Banking on Insights: Predicting Customer Churn

nganhahv99
Sep 24, 2023
2 min read

Updated: Nov 16, 2023

Business Motivation

The main objective is to help financial institutions predict customer churn before it happened and to timely take actions to retain customers.

Project Overview

Employed classification model (logistic regression) to predict customer churn for a commercial bank
Deployed unsupervised learning (k-means clustering) to identify and understand customer segments
Preprocessed data by encoding categorical features and reducing dimensionality (PCA)
Performed exploratory data analysis (EDA) to understand correlation between variables and gather summary statistics

Main Insights & Recommendations

Account balance and active status are major predictors of churn
Each customer segment needs targeted retention strategies
High-value customer segment makes major contribution to profit

Resources Used

Software: SAS

Dataset Source: Kaggle

Table of Contents:

I. Data Preprocessing

II. Exploratory Data Analysis

III. Model Building

a. K-means Clustering

b. Logistic Regression

IV. Model Performance

I. Data Preprocessing

Dataset contains 10,000 rows and 13 variables listed in table below

First, I encoded categorical variables (Geography, Gender) so that we can perform classification on the data.

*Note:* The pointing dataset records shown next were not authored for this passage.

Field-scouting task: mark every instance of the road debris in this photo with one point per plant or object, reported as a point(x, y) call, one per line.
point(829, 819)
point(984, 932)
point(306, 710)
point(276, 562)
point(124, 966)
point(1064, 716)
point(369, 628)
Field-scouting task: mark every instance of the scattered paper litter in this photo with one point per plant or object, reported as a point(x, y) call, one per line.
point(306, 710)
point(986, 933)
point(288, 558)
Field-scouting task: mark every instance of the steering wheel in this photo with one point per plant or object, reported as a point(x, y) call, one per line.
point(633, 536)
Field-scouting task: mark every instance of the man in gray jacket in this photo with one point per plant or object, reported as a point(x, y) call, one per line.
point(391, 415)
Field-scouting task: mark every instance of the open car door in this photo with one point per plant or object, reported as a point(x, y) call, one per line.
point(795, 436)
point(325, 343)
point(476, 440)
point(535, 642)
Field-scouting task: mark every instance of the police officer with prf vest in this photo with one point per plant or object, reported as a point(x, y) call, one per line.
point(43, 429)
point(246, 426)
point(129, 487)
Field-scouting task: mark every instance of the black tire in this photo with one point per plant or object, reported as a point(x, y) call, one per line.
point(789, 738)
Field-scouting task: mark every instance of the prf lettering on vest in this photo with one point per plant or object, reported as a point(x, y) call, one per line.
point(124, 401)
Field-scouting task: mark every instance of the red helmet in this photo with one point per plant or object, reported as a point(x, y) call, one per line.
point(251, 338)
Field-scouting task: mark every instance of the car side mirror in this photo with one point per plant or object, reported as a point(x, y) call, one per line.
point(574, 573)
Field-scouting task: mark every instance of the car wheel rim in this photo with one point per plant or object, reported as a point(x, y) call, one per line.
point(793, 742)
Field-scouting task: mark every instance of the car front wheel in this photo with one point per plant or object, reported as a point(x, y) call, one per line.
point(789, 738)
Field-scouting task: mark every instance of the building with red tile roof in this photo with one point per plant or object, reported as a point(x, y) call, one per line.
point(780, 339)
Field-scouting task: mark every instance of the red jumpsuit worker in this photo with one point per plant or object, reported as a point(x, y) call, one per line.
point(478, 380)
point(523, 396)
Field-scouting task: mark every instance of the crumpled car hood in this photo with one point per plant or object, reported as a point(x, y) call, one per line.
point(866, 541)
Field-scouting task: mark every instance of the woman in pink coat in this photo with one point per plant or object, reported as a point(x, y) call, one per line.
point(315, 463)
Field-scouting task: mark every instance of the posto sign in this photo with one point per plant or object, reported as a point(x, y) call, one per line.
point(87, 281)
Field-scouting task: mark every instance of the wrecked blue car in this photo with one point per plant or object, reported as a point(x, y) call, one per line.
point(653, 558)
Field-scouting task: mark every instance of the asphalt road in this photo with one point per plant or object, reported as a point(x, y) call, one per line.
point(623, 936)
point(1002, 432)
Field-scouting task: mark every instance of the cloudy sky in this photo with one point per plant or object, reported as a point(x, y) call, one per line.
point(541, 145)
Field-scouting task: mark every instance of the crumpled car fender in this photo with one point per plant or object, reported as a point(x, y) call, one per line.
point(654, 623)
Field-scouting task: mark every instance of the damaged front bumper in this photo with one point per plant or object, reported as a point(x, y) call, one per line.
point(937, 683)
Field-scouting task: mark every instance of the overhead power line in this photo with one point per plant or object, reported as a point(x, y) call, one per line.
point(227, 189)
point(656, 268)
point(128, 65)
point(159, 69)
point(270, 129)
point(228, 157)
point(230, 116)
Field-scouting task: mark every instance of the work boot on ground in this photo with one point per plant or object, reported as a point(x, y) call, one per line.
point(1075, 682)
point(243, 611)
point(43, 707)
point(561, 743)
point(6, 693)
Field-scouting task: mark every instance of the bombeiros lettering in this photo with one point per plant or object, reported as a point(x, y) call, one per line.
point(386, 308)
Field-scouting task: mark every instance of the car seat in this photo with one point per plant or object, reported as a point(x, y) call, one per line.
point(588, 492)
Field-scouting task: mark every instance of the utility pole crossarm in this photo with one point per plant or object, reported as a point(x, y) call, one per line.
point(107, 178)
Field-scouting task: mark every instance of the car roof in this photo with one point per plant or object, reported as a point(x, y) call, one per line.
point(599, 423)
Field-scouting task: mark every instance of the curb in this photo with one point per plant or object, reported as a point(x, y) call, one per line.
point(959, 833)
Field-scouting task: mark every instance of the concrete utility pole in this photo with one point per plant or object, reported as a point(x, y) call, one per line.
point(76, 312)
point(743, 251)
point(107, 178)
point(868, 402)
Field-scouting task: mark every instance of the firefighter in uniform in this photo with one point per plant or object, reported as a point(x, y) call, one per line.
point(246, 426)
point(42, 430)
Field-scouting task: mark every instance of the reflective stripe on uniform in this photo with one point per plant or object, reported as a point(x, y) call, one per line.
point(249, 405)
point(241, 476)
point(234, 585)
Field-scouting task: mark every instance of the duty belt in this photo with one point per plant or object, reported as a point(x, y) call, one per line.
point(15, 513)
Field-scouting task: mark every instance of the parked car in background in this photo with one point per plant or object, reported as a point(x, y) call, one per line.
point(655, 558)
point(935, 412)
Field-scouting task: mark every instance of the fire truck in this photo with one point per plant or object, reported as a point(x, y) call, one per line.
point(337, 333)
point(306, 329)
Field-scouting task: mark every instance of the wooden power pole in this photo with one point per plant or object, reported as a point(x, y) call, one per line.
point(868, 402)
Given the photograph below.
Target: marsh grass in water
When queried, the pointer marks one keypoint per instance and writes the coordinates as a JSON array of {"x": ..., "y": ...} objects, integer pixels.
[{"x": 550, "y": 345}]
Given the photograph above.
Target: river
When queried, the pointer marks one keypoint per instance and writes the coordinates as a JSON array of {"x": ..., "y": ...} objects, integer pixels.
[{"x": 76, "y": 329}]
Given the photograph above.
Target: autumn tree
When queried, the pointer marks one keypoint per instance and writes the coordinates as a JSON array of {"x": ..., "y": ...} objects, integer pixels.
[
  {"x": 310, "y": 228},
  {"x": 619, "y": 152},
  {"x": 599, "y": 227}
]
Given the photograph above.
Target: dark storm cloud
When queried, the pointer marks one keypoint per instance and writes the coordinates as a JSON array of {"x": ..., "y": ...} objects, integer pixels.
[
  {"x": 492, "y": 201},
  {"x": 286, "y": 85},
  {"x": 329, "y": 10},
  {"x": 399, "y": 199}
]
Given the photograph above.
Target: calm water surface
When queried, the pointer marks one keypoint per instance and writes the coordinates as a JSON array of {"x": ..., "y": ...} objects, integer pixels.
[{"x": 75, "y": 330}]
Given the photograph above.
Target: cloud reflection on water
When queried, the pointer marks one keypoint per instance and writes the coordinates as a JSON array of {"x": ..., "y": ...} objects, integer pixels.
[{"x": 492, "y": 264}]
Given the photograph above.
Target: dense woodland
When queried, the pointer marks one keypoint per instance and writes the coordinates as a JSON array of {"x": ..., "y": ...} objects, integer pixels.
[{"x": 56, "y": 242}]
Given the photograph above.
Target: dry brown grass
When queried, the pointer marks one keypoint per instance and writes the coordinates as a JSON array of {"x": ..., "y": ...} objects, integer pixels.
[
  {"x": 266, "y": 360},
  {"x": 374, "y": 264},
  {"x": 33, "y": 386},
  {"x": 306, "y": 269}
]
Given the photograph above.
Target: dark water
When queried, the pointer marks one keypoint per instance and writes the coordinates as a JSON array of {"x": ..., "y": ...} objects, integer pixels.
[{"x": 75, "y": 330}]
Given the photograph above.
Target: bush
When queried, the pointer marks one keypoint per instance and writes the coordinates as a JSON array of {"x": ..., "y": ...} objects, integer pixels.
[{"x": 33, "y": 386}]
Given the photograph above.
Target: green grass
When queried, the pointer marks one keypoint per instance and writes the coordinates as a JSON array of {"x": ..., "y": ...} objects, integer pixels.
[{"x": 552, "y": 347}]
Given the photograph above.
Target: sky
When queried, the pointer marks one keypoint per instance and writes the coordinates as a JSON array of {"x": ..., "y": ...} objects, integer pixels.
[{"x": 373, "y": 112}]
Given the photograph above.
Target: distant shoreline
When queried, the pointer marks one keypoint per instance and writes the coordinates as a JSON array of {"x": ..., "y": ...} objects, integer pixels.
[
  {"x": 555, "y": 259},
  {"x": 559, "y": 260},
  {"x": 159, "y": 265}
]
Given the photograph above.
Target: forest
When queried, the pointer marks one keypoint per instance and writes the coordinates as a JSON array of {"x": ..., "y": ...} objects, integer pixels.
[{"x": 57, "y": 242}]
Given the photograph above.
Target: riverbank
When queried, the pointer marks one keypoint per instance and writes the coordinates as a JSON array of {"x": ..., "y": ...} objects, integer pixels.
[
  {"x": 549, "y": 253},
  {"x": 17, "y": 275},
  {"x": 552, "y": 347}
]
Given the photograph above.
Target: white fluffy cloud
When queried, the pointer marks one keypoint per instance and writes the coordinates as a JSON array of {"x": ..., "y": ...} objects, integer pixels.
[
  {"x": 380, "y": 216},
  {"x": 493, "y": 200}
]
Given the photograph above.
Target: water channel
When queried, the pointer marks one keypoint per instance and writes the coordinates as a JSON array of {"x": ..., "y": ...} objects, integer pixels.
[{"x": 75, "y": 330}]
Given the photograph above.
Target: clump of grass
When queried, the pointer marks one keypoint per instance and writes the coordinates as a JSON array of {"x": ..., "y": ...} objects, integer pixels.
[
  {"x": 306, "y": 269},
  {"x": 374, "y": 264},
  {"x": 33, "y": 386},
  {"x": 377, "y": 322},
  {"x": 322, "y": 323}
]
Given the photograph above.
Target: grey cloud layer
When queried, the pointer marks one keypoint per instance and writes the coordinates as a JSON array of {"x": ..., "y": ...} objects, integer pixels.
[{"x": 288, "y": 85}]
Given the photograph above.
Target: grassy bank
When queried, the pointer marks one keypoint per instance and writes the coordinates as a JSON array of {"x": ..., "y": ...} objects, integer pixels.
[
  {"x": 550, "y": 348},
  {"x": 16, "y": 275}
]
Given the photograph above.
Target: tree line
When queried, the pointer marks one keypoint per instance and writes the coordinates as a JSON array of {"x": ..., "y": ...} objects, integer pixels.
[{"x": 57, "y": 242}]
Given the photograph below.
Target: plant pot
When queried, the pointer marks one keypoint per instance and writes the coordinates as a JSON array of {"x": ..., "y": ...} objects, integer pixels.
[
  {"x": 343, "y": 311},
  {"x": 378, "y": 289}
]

data project.data; set project.data;
if Gender = 'Female' then Gender_dummy = 1; else Gender_dummy = 0;
if Geography = 'France' then France = 1; else France = 0;
if Geography = 'Spain' then Spain = 1; else Spain = 0;
if Geography = 'Germany' then Germany = 1; else Germany = 0;
run;

Second, I performed Principal Component Analysis to reduce dimensionality of the data and remove multicollinearity, enabling future modeling like K-means Clustering amd Logistic Regression to run more efficiently.

/* PCA */
proc princomp data=project.data out=project.pca;
var &xvar;

From the results above, the first eight principal components can already explain ~80% of variation in the data.

II. Exploratory Data Analysis

Next, I gathered summary statistics of the variables incl. means, standard deviations, min and max values.

proc means data=project.data;
 var &xvar exited;
run;

In addition, I plotted a correlation matrix to detect multicollinearity in the dataset.

Here are some takeaways from the matrix:

- Positive correlation between customer's bank balance (Balance) and customers from Germany (Germany).

- Positive correlation between whether or not the customer will churn (Exited) and age of the customer (Age) i.e. older customers are more likely to close their accounts.

- Negative correlation between bank balance (Balance) and number of products the customer used (NumOfProducts).

III. Model Building

a. K-means Clustering

I standardized 12 predictor variables and performed k-means clustering with k = 5

Deeper dive into the 5 clusters:

- Cluster 1 (Switchables): Have the highest churn rate ~90%

- Cluster 2 (Loyalists): Have the lowest churn rate ~10%

- Clusters 3, 4 & 5 (Apathetics & Generalists): Generally not very high churn rate (15% - 30%)

b. Logistic Regression

I chose logistic regression for our classification model choice due to its interpretability, making it easier to generate actionable insights for stakeholders.

First, to ensure no overfitting and enable us to later evaluate model performance, I split the the data into training and testing sets at a 8:2 ratio.

/* Randomly split the data into 2 datasets with sampling rate be .80 */
PROC SURVEYSELECT DATA=project.data OUT=project.split METHOD=SRS
SAMPRATE=0.80
OUTALL SEED=12345 NOPRINT;
RUN;

We will train the model on training set and calculate out-of-sample (OOS) performance of the model on testing set.

Model formulation includes 11 variables:

IV. Model Performance

Results for Logistic Regression model:

+) Log-likelihood = 6840

+) Out-of-sample AUC = 0.7526

This indicates that the model had relatively good performance.